The concept of a loss leader has been around for a long time, and is practiced in just about every industry these days; in fact the 'Freemium' model that has developed in software & services is a close variant of the practice. The principle of the loss leader model is to attract a customer with one widely offered & used product (milk being the classic example in grocery stores) and then for the customer to buy other more premium priced products while they are there. Over the years this principle has been applied in the technology with examples such as low-margin PC's being offered as an entry point for higher margin solutions, and in the services world desktop services that have been used to leverage other services sales at higher margins.
There are an interesting combination of circumstances that make IDC believe partners will actively use some cloud offerings as a loss leader in 2013. Firstly the underlying economic circumstances which in most regions are still uncertain, and also the maturity of cloud as a concept, and it's acceptance as an option to customers.
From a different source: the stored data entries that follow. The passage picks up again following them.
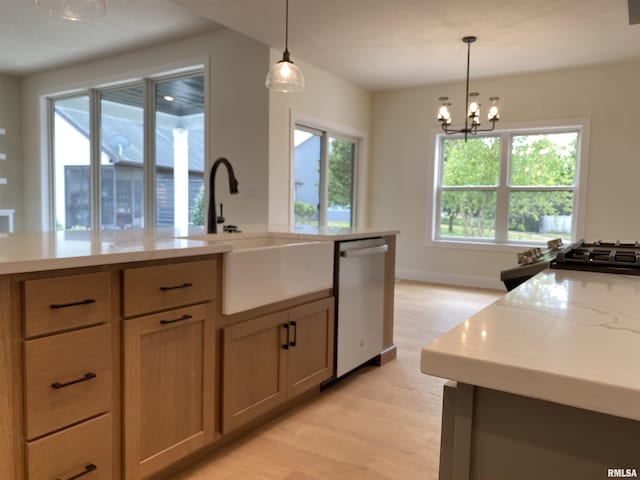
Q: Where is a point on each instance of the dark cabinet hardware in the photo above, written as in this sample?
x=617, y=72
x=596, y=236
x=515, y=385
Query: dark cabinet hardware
x=181, y=319
x=87, y=376
x=87, y=301
x=175, y=287
x=88, y=469
x=295, y=334
x=286, y=344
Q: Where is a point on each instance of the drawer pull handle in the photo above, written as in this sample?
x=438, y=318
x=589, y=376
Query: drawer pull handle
x=55, y=306
x=87, y=376
x=286, y=344
x=181, y=319
x=295, y=334
x=88, y=469
x=184, y=285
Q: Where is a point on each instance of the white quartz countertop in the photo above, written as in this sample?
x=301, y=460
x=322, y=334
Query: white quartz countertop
x=29, y=252
x=335, y=234
x=564, y=336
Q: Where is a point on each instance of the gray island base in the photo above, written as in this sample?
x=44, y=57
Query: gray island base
x=489, y=434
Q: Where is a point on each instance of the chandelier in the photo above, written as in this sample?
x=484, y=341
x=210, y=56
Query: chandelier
x=472, y=120
x=74, y=10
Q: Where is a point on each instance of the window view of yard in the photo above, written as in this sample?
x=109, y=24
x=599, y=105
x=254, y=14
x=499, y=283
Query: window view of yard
x=540, y=174
x=323, y=184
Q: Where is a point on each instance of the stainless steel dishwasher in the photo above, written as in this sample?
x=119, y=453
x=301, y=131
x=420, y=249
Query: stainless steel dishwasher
x=360, y=289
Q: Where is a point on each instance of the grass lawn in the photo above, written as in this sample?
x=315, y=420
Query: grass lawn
x=489, y=234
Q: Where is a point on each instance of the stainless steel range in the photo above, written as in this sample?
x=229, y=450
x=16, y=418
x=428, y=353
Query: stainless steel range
x=607, y=257
x=600, y=256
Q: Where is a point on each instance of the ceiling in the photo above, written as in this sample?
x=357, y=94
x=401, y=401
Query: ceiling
x=378, y=44
x=33, y=41
x=384, y=44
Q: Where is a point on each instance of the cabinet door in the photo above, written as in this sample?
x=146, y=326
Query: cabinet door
x=168, y=387
x=254, y=368
x=310, y=355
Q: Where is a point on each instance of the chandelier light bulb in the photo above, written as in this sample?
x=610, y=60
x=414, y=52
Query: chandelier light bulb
x=285, y=71
x=494, y=113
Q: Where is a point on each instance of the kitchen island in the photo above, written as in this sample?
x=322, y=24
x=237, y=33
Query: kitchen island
x=118, y=361
x=547, y=382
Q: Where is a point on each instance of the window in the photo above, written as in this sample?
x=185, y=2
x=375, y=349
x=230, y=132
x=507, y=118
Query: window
x=510, y=187
x=324, y=171
x=108, y=151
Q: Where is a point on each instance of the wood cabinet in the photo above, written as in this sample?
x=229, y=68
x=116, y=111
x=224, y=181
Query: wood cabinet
x=81, y=451
x=169, y=377
x=68, y=373
x=67, y=379
x=269, y=359
x=310, y=359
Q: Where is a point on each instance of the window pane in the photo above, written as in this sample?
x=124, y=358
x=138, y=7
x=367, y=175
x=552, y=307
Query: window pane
x=540, y=216
x=543, y=160
x=341, y=158
x=468, y=213
x=307, y=153
x=122, y=158
x=180, y=152
x=474, y=162
x=71, y=157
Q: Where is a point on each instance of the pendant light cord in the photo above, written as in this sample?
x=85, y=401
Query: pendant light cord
x=467, y=93
x=286, y=27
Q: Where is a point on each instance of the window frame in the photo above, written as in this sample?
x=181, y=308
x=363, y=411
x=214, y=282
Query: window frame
x=327, y=130
x=503, y=188
x=94, y=93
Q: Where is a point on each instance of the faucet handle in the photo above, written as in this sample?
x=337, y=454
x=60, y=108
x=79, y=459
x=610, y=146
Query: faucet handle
x=220, y=218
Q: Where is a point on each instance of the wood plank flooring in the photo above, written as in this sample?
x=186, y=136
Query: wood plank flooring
x=378, y=423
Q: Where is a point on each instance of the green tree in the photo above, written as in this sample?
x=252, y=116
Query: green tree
x=340, y=180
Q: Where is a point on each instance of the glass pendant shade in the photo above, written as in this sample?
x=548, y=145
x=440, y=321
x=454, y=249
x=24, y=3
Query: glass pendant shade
x=74, y=10
x=285, y=76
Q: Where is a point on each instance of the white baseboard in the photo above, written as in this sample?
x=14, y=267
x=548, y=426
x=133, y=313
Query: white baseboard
x=451, y=279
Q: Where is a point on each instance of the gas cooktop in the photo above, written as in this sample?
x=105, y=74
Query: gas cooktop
x=610, y=257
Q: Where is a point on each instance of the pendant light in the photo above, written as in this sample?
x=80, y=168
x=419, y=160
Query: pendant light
x=74, y=10
x=285, y=76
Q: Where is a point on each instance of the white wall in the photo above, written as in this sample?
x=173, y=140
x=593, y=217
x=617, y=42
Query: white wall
x=11, y=145
x=402, y=154
x=238, y=114
x=328, y=101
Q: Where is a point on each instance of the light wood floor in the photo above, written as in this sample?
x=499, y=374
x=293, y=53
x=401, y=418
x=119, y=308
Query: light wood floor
x=377, y=423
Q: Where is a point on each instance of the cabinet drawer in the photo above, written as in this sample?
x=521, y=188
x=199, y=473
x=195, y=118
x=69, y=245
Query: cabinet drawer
x=63, y=455
x=60, y=303
x=67, y=378
x=151, y=289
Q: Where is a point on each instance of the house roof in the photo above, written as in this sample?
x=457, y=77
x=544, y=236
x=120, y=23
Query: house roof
x=122, y=140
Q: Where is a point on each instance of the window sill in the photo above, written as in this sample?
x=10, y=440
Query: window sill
x=487, y=246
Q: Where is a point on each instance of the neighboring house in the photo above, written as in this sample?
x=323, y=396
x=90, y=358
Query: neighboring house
x=307, y=171
x=122, y=150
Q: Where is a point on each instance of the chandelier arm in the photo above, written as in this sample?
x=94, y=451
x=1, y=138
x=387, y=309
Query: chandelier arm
x=451, y=132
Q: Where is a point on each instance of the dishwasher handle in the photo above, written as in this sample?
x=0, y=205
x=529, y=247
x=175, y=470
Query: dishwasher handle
x=358, y=252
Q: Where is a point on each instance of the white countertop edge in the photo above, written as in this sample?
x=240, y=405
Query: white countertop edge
x=44, y=264
x=576, y=392
x=196, y=243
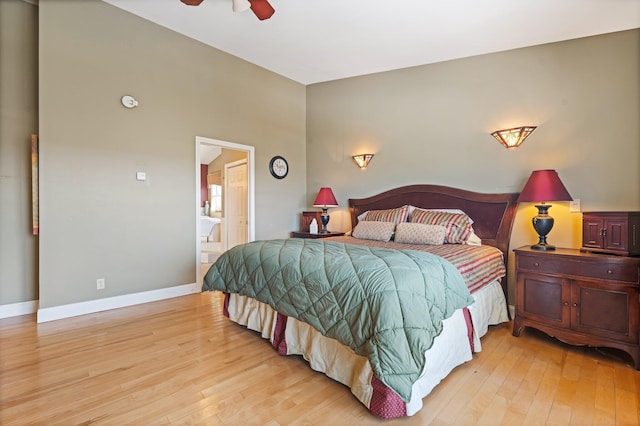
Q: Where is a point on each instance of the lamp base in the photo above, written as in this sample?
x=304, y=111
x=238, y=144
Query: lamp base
x=542, y=223
x=324, y=218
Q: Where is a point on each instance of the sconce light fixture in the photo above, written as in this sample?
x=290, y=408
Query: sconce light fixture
x=512, y=138
x=362, y=160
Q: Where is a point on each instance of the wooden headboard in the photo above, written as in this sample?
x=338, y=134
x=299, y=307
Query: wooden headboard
x=492, y=214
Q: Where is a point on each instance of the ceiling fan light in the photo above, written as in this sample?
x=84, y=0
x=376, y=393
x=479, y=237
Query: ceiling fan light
x=241, y=5
x=262, y=9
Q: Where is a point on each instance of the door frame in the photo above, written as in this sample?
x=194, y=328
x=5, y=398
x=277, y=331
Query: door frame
x=250, y=151
x=225, y=211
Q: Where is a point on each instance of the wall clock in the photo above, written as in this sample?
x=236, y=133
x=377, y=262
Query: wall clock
x=278, y=167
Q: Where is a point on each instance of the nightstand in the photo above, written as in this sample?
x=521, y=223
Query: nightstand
x=303, y=234
x=580, y=298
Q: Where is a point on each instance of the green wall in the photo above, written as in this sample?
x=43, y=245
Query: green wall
x=432, y=124
x=99, y=222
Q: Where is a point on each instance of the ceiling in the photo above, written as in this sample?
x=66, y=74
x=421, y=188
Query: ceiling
x=312, y=41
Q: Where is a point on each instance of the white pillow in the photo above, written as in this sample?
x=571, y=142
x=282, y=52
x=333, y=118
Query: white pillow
x=419, y=233
x=373, y=230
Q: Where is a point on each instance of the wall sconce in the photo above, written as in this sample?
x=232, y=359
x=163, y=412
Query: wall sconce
x=362, y=160
x=512, y=138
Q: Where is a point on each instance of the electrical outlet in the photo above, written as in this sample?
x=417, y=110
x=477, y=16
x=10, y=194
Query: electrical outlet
x=574, y=206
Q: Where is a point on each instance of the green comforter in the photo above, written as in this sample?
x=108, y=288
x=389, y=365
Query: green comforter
x=387, y=305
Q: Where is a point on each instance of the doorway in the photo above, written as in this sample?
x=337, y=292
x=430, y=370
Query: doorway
x=236, y=205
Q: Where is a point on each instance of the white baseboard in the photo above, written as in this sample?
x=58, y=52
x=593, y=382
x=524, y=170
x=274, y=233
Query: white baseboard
x=17, y=309
x=98, y=305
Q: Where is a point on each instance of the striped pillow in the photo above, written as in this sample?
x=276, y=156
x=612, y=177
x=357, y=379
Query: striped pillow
x=396, y=215
x=374, y=230
x=457, y=224
x=419, y=233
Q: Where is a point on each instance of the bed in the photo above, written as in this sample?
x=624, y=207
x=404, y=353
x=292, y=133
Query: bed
x=385, y=385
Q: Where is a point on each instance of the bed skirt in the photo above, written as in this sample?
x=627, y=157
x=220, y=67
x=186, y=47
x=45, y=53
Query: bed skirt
x=460, y=337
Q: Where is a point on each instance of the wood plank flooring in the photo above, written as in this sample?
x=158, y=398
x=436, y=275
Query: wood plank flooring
x=179, y=362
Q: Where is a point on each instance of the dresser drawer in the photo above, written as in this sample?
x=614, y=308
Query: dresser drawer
x=588, y=268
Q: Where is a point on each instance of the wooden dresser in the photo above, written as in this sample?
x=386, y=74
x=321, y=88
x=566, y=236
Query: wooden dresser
x=580, y=298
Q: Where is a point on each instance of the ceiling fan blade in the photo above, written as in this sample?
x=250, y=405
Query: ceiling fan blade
x=262, y=9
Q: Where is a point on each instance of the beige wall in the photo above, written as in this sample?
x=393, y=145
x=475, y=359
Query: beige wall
x=427, y=124
x=99, y=222
x=18, y=120
x=432, y=124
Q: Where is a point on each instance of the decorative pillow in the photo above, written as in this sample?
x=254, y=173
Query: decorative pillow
x=419, y=233
x=396, y=215
x=371, y=230
x=458, y=227
x=474, y=240
x=412, y=208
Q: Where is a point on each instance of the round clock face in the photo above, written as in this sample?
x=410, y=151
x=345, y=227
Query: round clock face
x=278, y=167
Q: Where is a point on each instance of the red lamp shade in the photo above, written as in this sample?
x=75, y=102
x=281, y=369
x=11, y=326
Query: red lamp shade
x=542, y=186
x=325, y=198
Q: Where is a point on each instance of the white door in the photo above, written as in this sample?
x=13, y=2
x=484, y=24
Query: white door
x=235, y=203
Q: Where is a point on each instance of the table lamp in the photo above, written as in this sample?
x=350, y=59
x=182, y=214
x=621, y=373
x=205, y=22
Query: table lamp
x=543, y=186
x=324, y=200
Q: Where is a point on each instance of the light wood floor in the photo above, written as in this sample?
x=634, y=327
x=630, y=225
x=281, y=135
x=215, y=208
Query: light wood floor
x=180, y=362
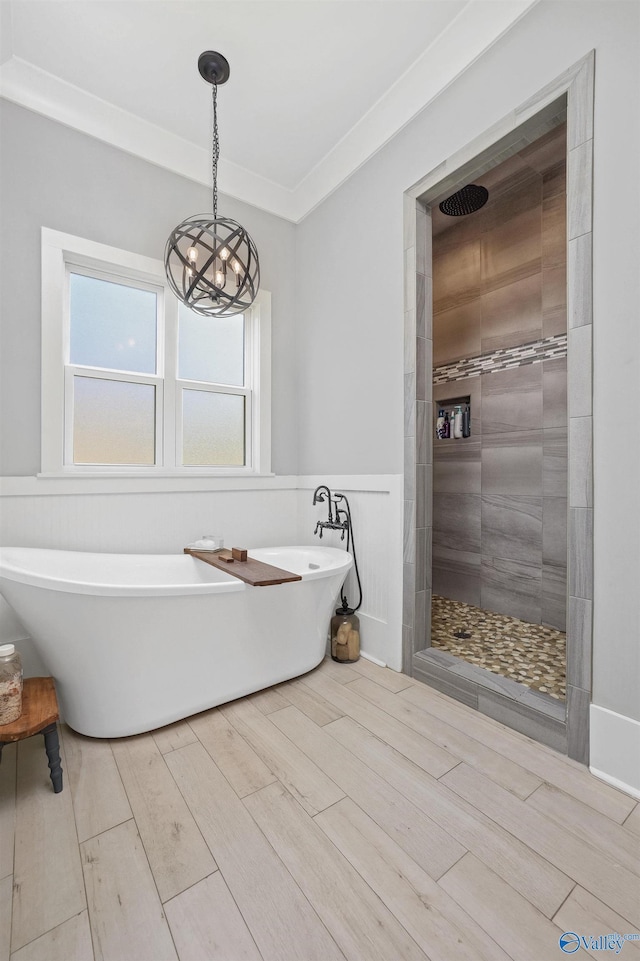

There is also a perception (with customers) that cloud = cheaper. And this is one of the drivers that fuels the prediction, as in our conversations with partners, we have regularly heard that cloud based offerings might be cannibalizing existing offerings they had been selling to their clients.
So, IDC's predicts that in 2013 we will see a dramatic growth in how Partners use cloud to 'open doors' with new clients and re-open them with existing clients. Cloud based software and services generally have a faster selling and implementation cycle, so we think partners will leverage this with the combination of 'loss leader' pricing to drive more up front activity, and then look to prove themselves with these customers, and in tuen drive other services that are more profitable to their business. Of course there will be partners who have already changed their business to be more cloud centric who might be more averse to this strategy, but the market activity will likely drive them to participate. We expect an interesting and competitive year in the partner world, especially as world economies start to settle and drive more GDP & IT growth, and partners will want to get their unfair share of customer demand.